Tracking the wallet movements of Bitcoin BTCUSD whales — a Bitcoin holder with a significant stake compared to smaller investors — will not lead to “true alpha,” according to traders, despite the metric used as a popular way to speculate on market sentiment for some time.
“Don’t whale watch kids, it’s not useful information,” onchain analysis firm Glassnode lead analyst James Check aka “Checkmatey” wrote in a June 15 X post.
“Not once have I seen true alpha extracted from whale watching. It’s good for social media, but is almost never serious nor valuable analysis,” he added.
It is a common belief among crypto traders that Bitcoin whales with substantial Bitcoin holdings are capable of influencing the market through their trading tactics.
While they can have influence, whale’s movements can be interpreted in different ways, so the data never provides a definitive indication.

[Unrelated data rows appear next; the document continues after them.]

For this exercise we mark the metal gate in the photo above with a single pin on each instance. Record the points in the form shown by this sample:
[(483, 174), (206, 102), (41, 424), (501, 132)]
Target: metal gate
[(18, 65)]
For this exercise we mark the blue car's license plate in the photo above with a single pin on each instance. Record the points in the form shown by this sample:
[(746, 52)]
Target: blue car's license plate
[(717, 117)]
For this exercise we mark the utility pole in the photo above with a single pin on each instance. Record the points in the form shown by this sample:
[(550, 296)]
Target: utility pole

For example, dormant addresses with large holdings suddenly becoming active could suggest selling, particularly if they go into an exchange deposit address.
Pseudonymous crypto analyst TXMC, host of YouTube channel Alpha Beta Soup, warned “against using “whale” metrics and making declarations about them,” in a June 15 X post.
They explained that when large amounts of Bitcoin are being sold by whales in a short period of time, it doesn’t always indicate a sell-off is happening.
“The mechanical stepwise drawdown here speaks to wallet mgmt and you are only seeing part of a larger pie. These are sometimes firms & institutions with multiple wallets and hundreds/ thousands of clients,” they claimed.
“Data around these entities is notoriously noisy, and I can almost guarantee that the big ‘whale’ wallets you’re watching are ETFs, and exchanges,” Check explained in a May 7 post.
“Cheap engagement bait in my honest opinion,” he added.
Social media posts covering whale movements tend to generate significant interest.